The purpose of this exercise is to become familiar with:

  1. Some time series analysis tools;
  2. Correlation matrices and principal component analysis (PCA) (see readings of sessions 3-4);
  3. More data manipulation and reporting tools (including Google Charts).

As always, while doing this exercise we will also see how to generate replicable and customizable reports. For this purpose the exercise uses the R Markdown capabilities (see Markdown Cheat Sheet or a basic introduction to R Markdown). These capabilities allow us to create dynamic reports. For example today’s date is 2016-01-19 (you need to see the .Rmd to understand that this is not a static typed-in date but it changes every time you compile the .Rmd - if the date changed of course).

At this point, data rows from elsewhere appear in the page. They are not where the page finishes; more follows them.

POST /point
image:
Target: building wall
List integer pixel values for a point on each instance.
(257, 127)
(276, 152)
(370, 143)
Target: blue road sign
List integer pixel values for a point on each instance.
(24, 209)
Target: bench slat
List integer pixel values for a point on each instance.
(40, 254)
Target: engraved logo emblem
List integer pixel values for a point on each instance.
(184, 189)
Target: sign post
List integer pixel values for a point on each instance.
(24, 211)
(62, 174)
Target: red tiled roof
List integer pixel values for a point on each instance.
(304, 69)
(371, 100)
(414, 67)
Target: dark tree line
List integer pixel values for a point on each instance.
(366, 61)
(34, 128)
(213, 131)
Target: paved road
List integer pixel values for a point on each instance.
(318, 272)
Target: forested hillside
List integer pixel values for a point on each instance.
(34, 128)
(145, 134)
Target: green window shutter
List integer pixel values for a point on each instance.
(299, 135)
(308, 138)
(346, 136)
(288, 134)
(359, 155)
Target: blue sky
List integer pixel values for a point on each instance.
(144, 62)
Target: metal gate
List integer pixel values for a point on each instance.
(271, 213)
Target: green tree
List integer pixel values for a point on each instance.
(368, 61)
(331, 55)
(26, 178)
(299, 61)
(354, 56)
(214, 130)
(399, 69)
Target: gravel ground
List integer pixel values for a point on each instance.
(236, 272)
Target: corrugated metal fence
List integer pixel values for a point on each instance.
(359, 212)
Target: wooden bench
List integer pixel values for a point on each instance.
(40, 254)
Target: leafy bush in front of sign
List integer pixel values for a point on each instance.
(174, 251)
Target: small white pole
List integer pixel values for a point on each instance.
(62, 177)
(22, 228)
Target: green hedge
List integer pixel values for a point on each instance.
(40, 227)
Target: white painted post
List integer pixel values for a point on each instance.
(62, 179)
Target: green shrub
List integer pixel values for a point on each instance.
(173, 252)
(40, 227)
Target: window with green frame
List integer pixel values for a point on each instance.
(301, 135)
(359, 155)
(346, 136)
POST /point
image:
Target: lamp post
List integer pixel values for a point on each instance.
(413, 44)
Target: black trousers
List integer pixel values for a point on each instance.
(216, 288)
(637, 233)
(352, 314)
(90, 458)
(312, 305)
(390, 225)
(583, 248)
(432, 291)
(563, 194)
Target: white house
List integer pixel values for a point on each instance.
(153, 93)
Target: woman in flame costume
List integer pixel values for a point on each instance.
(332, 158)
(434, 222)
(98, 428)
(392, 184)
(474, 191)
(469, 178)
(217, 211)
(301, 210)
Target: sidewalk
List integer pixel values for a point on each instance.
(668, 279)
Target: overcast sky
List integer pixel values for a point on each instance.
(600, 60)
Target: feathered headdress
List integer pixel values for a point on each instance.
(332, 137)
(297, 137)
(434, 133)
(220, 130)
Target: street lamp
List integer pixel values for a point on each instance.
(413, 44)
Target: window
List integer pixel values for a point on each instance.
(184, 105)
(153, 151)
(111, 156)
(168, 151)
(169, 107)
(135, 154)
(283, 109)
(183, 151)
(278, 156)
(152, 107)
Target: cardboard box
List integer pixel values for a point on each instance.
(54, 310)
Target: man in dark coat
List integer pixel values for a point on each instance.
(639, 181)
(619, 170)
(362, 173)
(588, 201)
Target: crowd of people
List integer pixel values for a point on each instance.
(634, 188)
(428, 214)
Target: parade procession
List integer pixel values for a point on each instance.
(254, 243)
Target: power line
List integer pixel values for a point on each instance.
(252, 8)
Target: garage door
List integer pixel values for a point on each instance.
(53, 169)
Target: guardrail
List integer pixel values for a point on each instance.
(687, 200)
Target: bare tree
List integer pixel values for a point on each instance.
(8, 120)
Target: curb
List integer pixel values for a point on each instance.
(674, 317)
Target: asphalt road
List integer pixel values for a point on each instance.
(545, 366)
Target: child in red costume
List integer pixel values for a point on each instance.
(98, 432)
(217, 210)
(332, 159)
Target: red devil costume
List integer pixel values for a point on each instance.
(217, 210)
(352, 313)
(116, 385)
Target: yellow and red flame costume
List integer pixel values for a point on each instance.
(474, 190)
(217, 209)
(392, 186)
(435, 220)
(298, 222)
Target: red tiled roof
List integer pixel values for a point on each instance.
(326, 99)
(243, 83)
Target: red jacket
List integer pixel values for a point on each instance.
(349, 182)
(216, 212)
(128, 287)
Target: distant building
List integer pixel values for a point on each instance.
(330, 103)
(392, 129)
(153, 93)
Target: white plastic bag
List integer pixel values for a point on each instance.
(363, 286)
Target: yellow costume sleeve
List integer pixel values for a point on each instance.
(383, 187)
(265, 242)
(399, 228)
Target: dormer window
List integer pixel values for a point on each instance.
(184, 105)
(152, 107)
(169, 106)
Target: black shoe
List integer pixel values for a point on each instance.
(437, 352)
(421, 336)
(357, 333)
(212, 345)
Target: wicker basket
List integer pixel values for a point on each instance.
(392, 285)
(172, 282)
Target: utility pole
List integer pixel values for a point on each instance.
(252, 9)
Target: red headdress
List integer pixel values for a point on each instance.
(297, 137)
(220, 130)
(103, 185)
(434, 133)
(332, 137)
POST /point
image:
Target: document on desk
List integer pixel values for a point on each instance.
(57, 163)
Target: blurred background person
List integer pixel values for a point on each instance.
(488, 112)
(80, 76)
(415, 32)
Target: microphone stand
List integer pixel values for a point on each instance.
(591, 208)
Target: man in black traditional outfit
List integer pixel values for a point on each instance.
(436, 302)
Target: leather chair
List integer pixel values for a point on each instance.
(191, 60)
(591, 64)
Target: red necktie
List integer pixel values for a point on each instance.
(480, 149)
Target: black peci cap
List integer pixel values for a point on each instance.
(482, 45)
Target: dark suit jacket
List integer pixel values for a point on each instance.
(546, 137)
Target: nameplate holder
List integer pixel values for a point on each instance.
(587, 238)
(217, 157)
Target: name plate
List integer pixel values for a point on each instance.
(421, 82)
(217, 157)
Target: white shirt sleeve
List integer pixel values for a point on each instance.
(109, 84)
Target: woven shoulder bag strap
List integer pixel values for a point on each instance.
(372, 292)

Before starting, make sure you have pulled the exercise set 2 souce code files on your github repository (if you pull the course github repository you also get the exercise set files automatically). Moreover, make sure you are in the directory of this exercise. Directory paths may be complicated, and sometimes a frustrating source of problems, so it is recommended that you use these R commands to find out your current working directory and, if needed, set it where you have the main files for the specific exercise/project (there are other ways, but for now just be aware of this path issue). For example, assuming we are now in the “Data Analytics R version/INSEADAnalytics” directory, we can do these:


Note: as always, you can use the help command in Rstudio to find out about any R function (e.g. type help(list.files) to learn what the R function list.files does).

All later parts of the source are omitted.